Goldman Throws in The Towel: Slashes S&P Price Target to 3,600… Warns of Recession Crash To 3,150
The comments below are an edited and abridged synopsis of an article by Tyler Durden
Less than a week after Goldman slashed its 2022 GDP forecast to 0% growth, hinting that a recession was on deck, its chief equity strategist David Kostin said that while he had a 4,300 year-end price target on the S&P500, he saw the index tumbling as low as 2,900 in a recession. The belief was that Goldman would slash its optimistic 4,300 price target to 3,000, and overnight Goldman did just that. Kostin, who has been wrong about almost everything over the past year, just slashed his year-end S&P500 target from 4,300 to a 3,600, 20% lower and below the market’s current price.

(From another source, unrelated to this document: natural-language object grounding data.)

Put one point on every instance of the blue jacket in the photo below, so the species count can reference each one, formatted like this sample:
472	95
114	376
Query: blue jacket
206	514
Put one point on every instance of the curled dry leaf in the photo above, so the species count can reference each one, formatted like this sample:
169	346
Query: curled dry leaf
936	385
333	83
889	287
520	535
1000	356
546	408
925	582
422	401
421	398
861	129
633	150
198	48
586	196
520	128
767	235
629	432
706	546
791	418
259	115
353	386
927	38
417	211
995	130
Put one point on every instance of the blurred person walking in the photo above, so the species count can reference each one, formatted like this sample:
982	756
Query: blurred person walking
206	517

The bottom line is that it’s the fault of surging interest rates and real yields: “The expected path of interest rates is now higher than we previously assumed, which tilts the distribution of equity market outcomes below our prior forecast.” Here, Kostin pretends he was right all along, saying that “the S&P500 Index actually reached our previous year-end target of 4,300 in mid-August,” even though Kostin never told clients to sell there.

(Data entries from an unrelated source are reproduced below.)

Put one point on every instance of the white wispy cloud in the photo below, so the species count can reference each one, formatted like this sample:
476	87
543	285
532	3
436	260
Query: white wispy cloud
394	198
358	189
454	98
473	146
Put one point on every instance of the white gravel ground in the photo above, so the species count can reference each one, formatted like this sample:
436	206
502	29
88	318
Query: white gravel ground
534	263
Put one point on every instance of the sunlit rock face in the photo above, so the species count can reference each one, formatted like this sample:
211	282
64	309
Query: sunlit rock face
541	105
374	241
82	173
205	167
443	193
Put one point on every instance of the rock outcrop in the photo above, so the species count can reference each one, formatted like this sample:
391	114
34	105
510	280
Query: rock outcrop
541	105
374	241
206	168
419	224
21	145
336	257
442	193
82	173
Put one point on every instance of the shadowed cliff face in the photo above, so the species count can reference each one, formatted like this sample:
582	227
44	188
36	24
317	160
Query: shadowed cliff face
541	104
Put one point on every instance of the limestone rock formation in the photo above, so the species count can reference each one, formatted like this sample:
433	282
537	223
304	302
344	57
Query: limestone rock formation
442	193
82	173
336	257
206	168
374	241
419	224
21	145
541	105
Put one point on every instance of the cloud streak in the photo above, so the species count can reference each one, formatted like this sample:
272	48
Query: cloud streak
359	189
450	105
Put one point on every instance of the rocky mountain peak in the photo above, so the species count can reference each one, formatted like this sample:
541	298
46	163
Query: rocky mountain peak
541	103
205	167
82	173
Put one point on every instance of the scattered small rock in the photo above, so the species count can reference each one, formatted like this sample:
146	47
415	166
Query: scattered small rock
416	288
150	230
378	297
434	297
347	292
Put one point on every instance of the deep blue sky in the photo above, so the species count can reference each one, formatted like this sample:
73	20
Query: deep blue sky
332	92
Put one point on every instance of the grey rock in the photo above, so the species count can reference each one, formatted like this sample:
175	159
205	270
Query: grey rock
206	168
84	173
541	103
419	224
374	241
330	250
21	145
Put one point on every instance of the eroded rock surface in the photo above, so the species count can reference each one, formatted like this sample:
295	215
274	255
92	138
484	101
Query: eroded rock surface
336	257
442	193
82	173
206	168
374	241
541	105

Since the rate complex has shifted dramatically, Kostin now says that “the higher interest rate scenario that we now incorporate into our valuation model supports a P/E of 15x (vs. prior forecast of 18x) and implies a year-end (3-month) S&P500 target of 3600 (-5%) and 6-month and 12-month forecasts of 3600 (-5%) and 4000 (+6%).”
One of Kostin’s colleagues, Dominic Wilson, has an S&P500 target of as low as 2,900 in a global recession scenario, but Goldman will wait the requisite two months until after the midterms before it tells the truth about what lies ahead.
While Goldman has flip-flopped from one of the most bullish to one of most bearish banks on Wall Street, many knew long ago that this bearish pivot was coming. Now that even Goldman has turned, the bottom may finally be in sight, because if Goldman’s case is to tell all its clients to sell, then the bank’s traders are officially buying everything thrown their way.